Single by Diana Ross

from the album Everything Is Everything
- B-side: "A Simple Thing Like Cry"
- Released: July 1971
- Recorded: 1970
- Studio: Hitsville U.S.A. (Studio A)
- Genre: Soul
- Label: Motown
- Songwriter: Deke Richards
- Producer: Deke Richards

Diana Ross singles chronology
| "Surrender" (1971) | "I'm Still Waiting" (1971) | "Good Morning Heartache" (1972) |

= I'm Still Waiting (Diana Ross song) =

"I'm Still Waiting" is a popular song, written and produced by Deke Richards and recorded by American singer Diana Ross; it first appeared on Ross's 1970 album Everything Is Everything. The song reached No. 1 on the UK Singles Chart in August 1971. It also reached number one in Ireland.

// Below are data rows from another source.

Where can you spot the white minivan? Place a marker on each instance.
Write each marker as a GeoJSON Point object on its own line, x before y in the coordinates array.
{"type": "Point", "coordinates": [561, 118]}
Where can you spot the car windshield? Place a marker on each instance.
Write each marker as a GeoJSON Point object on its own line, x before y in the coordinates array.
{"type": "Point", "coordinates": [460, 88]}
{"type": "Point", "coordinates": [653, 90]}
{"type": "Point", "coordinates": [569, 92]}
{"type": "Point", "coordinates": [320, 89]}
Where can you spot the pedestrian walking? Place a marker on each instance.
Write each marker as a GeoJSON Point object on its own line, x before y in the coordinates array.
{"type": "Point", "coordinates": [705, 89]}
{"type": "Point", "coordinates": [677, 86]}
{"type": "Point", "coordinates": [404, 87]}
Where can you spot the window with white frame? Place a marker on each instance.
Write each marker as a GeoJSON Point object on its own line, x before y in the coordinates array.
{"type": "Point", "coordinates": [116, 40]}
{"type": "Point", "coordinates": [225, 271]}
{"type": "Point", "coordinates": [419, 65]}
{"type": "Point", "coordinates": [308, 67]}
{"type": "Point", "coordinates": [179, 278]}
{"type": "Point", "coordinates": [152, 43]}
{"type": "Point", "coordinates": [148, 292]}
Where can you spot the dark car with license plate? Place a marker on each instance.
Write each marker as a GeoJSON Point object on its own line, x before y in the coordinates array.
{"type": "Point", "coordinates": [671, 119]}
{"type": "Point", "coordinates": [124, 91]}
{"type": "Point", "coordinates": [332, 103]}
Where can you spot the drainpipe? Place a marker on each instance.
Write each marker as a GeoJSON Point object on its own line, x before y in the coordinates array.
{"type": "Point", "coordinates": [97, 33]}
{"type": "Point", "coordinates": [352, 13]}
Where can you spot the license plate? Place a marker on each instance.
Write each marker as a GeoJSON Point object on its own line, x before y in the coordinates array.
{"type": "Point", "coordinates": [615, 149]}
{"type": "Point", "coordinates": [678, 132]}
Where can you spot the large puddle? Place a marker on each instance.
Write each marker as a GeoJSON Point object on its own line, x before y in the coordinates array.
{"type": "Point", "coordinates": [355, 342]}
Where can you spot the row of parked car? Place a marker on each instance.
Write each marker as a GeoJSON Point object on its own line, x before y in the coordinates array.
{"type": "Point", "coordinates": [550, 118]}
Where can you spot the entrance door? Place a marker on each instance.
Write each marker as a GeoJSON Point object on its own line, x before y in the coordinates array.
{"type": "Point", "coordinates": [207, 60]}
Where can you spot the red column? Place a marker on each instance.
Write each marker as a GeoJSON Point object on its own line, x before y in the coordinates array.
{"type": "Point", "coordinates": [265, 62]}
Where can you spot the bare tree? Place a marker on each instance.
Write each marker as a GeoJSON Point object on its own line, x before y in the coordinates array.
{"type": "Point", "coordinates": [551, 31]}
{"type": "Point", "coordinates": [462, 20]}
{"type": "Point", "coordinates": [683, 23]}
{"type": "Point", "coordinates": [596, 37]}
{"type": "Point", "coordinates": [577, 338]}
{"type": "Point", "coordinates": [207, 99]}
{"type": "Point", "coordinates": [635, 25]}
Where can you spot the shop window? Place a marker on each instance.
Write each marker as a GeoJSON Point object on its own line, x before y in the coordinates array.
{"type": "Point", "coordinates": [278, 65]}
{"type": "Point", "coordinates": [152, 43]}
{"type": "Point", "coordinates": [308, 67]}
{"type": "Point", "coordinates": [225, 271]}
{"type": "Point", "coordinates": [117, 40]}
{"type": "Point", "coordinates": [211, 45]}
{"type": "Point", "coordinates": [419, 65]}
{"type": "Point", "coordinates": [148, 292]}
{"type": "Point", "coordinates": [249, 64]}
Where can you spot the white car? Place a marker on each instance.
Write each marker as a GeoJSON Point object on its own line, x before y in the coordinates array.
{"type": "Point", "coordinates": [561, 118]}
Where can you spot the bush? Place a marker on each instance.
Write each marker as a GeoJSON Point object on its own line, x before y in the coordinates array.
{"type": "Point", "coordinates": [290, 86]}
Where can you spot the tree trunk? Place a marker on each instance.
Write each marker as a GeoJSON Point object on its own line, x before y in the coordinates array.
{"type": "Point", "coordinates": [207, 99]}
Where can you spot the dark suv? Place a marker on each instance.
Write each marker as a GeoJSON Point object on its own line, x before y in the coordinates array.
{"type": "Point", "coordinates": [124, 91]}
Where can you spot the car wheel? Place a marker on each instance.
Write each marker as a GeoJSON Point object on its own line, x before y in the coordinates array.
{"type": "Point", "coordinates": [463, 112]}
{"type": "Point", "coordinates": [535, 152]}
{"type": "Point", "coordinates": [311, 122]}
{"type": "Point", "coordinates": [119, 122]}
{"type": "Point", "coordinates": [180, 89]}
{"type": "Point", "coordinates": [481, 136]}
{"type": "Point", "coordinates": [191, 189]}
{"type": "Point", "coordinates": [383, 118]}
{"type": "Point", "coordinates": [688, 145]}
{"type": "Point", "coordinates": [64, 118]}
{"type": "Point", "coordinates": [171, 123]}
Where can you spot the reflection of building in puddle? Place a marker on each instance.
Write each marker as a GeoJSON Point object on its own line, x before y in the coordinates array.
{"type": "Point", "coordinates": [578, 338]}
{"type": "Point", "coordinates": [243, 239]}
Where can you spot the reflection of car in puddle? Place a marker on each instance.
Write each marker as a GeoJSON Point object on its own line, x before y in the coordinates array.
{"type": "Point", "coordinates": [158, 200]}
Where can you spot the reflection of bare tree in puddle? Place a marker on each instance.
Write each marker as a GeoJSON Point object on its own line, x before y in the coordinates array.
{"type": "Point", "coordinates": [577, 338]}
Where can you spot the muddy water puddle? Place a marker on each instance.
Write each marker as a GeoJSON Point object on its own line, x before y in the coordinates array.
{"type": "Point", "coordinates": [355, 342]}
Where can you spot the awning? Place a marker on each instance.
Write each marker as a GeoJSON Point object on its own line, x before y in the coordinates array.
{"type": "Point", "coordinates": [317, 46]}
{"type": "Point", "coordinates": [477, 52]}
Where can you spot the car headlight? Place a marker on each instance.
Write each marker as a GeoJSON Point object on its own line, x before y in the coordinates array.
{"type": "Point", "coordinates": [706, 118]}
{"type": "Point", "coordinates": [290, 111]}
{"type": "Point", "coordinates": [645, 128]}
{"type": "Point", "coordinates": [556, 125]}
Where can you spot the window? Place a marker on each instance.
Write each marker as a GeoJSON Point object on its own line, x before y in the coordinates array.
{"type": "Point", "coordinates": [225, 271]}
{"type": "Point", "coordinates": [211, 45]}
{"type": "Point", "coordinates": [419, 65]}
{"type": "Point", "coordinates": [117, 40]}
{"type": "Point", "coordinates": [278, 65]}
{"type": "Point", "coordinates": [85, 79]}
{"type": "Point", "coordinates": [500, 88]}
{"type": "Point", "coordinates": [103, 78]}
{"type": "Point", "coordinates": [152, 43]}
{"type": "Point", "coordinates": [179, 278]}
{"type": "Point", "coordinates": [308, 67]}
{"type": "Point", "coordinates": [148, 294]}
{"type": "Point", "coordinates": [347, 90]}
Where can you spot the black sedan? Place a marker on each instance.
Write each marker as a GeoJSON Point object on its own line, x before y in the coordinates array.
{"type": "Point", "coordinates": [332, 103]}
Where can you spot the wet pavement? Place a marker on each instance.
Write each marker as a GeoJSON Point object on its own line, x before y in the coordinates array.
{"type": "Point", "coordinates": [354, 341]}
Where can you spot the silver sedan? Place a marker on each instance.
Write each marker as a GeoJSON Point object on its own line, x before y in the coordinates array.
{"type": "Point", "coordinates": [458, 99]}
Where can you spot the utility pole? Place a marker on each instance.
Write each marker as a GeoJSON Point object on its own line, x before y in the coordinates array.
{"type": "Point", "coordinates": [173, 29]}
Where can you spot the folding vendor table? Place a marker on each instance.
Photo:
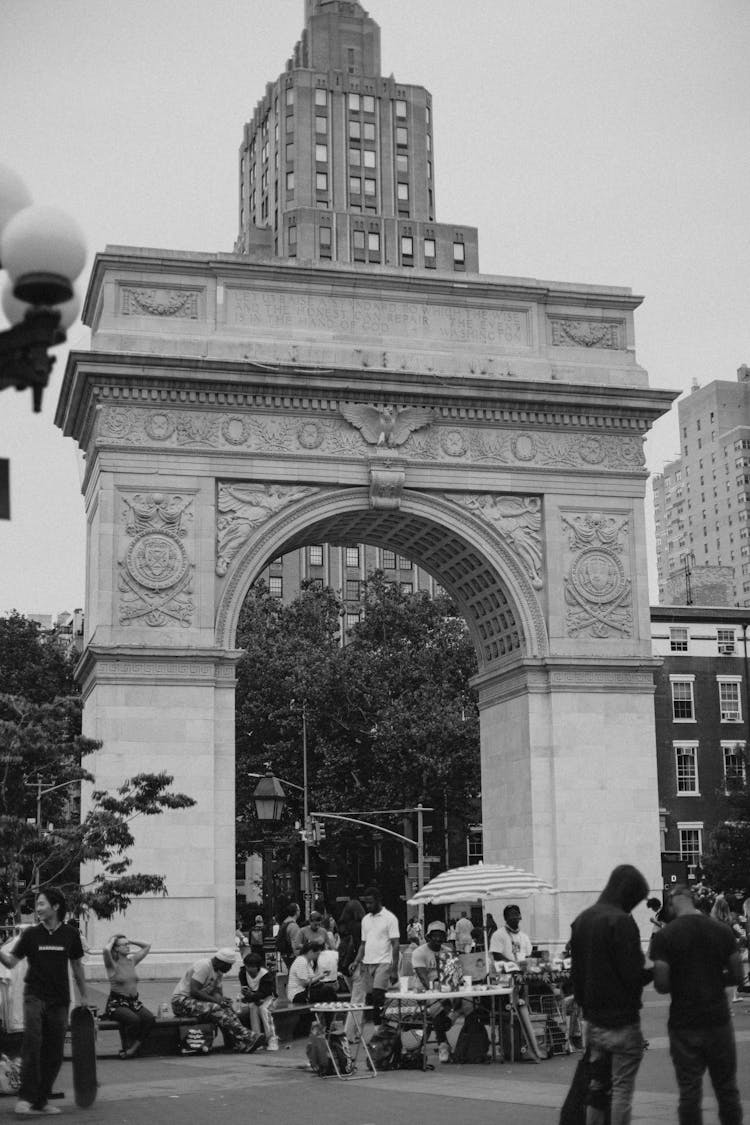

"I'm Still Waiting" continued the vein of sophisticated soul as heard on Ross's breakthrough solo hit "Ain't No Mountain High Enough". However, it was only a modest success in the US, reaching No. 63 on the Billboard Hot 100 singles chart, and No. 40 on the R&B chart.

Although it was initially intended only as an album track, BBC Radio 1 disc jockey Tony Blackburn featured it heavily on his morning programme, and persuaded EMI—which at the time issued all Tamla Motown material in the UK—to release it as a single. It reached No. 1 on the UK Singles Chart for four weeks in August 1971; this prompted a retitling in the UK of the album Surrender as I'm Still Waiting.

==Charts==

===Weekly charts===

| Chart (1971–72) | Peak position |
|---|---|
| Australia (Kent Music Report) | 69 |
| Canada Top Singles (RPM) | 81 |
| Ireland (IRMA) | 1 |
| New Zealand (Listener) | 11 |
| UK (OCC) | 1 |
| US Billboard Hot 100 | 63 |
| US Hot Soul Singles (Billboard) | 40 |
| US Cash Box Top 100 | 71 |

===Year-end charts===

| Chart (1971) | Rank |
|---|---|
| Australia | 167 |

==1990 remix==
The track was remixed by DJ Phil Chill in 1990 and was released as a single, reaching No. 21 in the UK Singles Chart. It is one of the few Ross remix songs to be released as a single.

===Charts===

====Weekly charts====

| Chart (1990) | Peak position |
|---|---|
| Europe (Eurochart Hot 100) | 59 |
| Luxembourg (Radio Luxembourg) | 12 |
| UK Singles (OCC) | 21 |

====Year-end charts====

| Chart (1990) | Rank |
|---|---|
| UK Club Chart (Record Mirror) | 46 |

==Cover versions==
Former Supreme Scherrie Payne later covered this song for Ian Levine's UK Motorcity label.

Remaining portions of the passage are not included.